Personal information
- Born: 15 July 1985 (age 39) Karlshamn, Sweden
- Nationality: Swedish
- Height: 1.82 m (6 ft 0 in)
- Playing position: Left wing

Senior clubs
- Years: Team
- –2004: Karlshamns HF
- 2004–2006: IFK Karlskrona
- 2006–2016: IFK Kristianstad
- 2017: New York Athletic Club

= Johan Jepson =

Swedish handball player (born 1985)

Johan Jepson (/sv/; born 15 July 1985) is a Swedish former handball player who primarily played as a left winger.

==Career==
He started his career at his hometown club Karlshamns HF before moving to second-tier club IFK Karlskrona in 2004. Two years later he signed for league rivals IFK Kristianstad. He helped the team achieve promotion to the top division, at the time known as Elitserien, in 2009. After battling relegation in 2009–10 and 2010–11, he helped the team reach the Swedish Championship final in 2012, where they were beaten by Sävehof. He was named club captain in 2012, when previous captain Pär Möllerberg left the club. Jepson helped Kristianstad reach another final in the following season, but they lost again, this time to Drott. He captained the team to two consecutive Swedish Championships in 2015 and 2016, before retiring after the second title. He played over 350 competitive matches for the club, more than any other player, and scored more than 400 goals. He made a brief comeback in October 2017 to play for American team New York Athletic Club in the Michael Lipov Memorial Cup.

==Player profile==
A versatile player, Jepson played as a backcourt player for Karlshamn but later played primarily as a left winger.
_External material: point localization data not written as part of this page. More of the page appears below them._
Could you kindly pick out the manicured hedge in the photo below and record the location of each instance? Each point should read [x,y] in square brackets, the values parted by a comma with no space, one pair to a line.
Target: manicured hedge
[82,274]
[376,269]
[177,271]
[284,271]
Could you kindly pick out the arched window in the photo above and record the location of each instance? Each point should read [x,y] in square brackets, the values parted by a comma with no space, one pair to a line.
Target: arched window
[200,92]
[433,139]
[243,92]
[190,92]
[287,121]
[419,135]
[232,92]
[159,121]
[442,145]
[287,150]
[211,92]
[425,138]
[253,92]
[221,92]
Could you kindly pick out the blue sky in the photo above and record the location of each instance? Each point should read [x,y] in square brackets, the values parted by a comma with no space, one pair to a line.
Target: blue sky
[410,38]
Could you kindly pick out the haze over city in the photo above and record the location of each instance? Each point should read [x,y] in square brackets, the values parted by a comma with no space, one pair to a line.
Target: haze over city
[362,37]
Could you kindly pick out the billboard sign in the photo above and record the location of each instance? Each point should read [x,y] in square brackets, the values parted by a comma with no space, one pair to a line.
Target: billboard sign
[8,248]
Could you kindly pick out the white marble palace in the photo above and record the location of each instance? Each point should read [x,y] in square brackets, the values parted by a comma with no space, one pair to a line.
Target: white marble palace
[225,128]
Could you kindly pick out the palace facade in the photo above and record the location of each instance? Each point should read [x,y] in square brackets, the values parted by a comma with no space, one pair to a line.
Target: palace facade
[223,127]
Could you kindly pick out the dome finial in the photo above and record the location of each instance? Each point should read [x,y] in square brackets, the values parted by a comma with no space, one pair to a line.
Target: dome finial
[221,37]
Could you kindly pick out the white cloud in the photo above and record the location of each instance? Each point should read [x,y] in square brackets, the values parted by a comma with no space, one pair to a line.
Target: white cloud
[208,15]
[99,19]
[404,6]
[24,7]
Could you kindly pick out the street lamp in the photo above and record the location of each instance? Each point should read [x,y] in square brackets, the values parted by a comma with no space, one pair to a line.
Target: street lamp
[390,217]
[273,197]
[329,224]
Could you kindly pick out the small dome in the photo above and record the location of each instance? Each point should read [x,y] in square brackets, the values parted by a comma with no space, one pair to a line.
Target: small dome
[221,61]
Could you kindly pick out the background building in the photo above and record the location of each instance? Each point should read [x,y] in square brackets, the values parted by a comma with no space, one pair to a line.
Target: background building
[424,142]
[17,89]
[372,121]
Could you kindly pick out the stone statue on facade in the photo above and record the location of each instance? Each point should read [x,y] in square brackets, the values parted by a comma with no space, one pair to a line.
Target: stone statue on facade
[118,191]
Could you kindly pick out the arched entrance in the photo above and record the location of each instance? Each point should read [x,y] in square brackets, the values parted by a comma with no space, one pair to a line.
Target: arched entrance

His energetic and uncompromising playing style made him highly popular among Kristianstad fans, and in 2016 he became the first player in the club's history to be honoured with a testimonial. In his last season at Kristianstad, Jepson chose to wear a rainbow-coloured captain's armband, a practice that was continued by successor Ólafur Guðmundsson.

==Outside handball==
After his playing career, Jepson left handball and started working as a production manager. He married Ann Distner in 2012, and they have two children.